Balancing Liberty and Security

An Ethical Study of U.S. Foreign Intelligence Surveillance, 2001-2009

By (author) Michelle Louise Atkin

Hardback - £87.00

Publication date:

11 July 2013

Length of book:

156 pages

Publisher

Rowman & Littlefield Publishers

ISBN-13: 9781442219090

This work examines the philosophical foundations of information ethics and their potential for application to contemporary problems in U.S. foreign intelligence surveillance. Questions concerning the limits of government intrusion on protected Fourth Amendment rights are examined against the backdrop of the post-9/11 period. Changes to U.S. foreign intelligence surveillance law and policy are analyzed by applying the traditional ethical theories commonly used to support or discount these changes, namely utilitarian and contractarian ethical theories.
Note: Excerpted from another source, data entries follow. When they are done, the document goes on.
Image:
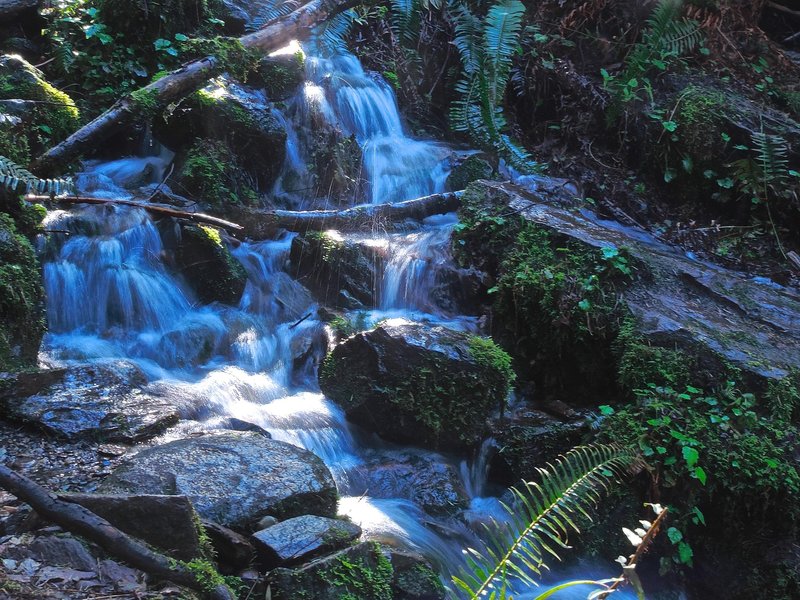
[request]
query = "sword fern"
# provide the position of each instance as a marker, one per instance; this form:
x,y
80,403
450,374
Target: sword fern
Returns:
x,y
543,514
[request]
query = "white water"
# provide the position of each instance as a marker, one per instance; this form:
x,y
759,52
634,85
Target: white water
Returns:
x,y
113,294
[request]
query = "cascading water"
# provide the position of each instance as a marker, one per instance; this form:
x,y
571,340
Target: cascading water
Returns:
x,y
113,296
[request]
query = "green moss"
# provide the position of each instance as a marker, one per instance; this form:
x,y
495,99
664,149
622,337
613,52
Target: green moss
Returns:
x,y
21,294
355,580
211,173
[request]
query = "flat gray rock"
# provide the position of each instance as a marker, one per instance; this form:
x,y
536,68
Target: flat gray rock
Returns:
x,y
232,478
297,540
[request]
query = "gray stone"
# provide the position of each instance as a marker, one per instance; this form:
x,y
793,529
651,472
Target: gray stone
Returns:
x,y
413,383
231,478
101,402
62,551
297,540
425,479
363,568
166,522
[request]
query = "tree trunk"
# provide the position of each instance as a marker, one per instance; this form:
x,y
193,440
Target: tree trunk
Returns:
x,y
77,519
182,82
10,8
262,224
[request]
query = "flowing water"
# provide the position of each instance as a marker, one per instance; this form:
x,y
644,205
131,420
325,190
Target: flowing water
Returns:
x,y
115,297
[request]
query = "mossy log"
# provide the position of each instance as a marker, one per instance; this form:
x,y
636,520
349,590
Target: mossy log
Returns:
x,y
183,81
77,519
262,224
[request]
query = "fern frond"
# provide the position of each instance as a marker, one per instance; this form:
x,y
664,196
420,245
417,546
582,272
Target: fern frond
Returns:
x,y
15,178
544,512
501,38
332,34
772,158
The resulting research combines both theoretical elements, through its use of analytic philosophy, and qualitative research methods, through its use of legislation, court cases, news media, and scholarship surrounding U.S. foreign intelligence surveillance. Using the U.S.A. PATRIOT Act, the Foreign Intelligence Surveillance Act (FISA) and the Terrorist Surveillance Program as case examples, the author develops and applies a normative ethical framework based on a legal proportionality test that can be applied to future cases involving U.S. foreign intelligence surveillance.
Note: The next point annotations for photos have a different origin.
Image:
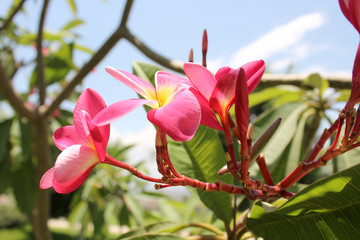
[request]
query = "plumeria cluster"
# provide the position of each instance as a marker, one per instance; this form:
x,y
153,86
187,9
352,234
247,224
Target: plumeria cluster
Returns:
x,y
178,106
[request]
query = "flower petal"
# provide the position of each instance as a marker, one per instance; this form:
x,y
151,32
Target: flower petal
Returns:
x,y
72,167
98,139
201,77
91,102
180,118
208,117
224,93
242,105
254,71
47,178
137,84
66,136
117,110
167,86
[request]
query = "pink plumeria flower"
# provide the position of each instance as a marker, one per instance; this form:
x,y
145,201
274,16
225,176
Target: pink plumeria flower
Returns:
x,y
219,89
351,10
175,107
83,145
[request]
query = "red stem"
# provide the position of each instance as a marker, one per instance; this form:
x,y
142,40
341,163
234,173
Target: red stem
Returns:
x,y
232,163
163,155
114,162
324,137
264,170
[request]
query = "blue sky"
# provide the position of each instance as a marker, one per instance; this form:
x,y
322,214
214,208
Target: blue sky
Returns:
x,y
314,36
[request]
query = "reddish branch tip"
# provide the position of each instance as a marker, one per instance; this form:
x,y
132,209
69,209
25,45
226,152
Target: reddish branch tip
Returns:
x,y
204,47
191,55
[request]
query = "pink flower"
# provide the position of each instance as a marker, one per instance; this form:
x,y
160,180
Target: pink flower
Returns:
x,y
219,89
175,107
83,145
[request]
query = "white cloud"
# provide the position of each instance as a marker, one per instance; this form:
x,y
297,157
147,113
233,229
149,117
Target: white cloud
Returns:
x,y
279,40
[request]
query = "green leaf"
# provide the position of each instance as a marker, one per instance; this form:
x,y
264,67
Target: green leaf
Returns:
x,y
72,24
4,137
57,65
25,185
150,236
327,209
60,36
84,49
152,228
201,158
294,156
283,135
316,81
268,94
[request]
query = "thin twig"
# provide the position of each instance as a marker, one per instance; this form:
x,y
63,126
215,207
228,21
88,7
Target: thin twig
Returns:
x,y
270,80
40,58
7,91
96,58
126,13
8,21
174,65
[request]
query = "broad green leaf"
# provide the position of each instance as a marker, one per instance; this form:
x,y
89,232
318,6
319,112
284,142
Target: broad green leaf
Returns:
x,y
201,158
24,185
327,209
152,228
283,135
57,65
268,94
263,121
316,81
72,24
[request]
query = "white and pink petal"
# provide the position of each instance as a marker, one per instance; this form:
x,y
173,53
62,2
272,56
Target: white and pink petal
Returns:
x,y
72,167
180,118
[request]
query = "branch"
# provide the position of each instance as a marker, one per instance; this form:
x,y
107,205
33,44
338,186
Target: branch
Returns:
x,y
270,80
7,91
91,64
8,21
174,65
40,58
The proportionality test developed in this research, which is based on a modified version of the Canadian Oakes Test, seeks to balance legitimate concerns about collective security against the rights of the individual. As a new synthesis of utilitarian and contractarian ethical principles, the proportionality test laid out in this book has potential for application beyond U.S. foreign intelligence surveillance. It could act as a guide to future research in other applied areas in information policy research where there is a clear tension between individual civil liberties and the collective good of society. Problems such as passenger screening, racial and ethnic profiling, data mining, and access to information could be examined using the framework developed in this study.
Atkin’s ethical study is a fine piece of academic work. Her guiding principle that politico-legal decisions should have a moral basis is no less crucial than the necessity of questioning, through sound ethical reflection, an implicit or explicit morality that is taken for granted. Liberal societies face the dilemma of vacillating between liberty and security. Atkin develops a theoretico-practical strategy based on the idea of proportionality, beyond both a paternalistic approach and a utilitarian or contractarian calculus.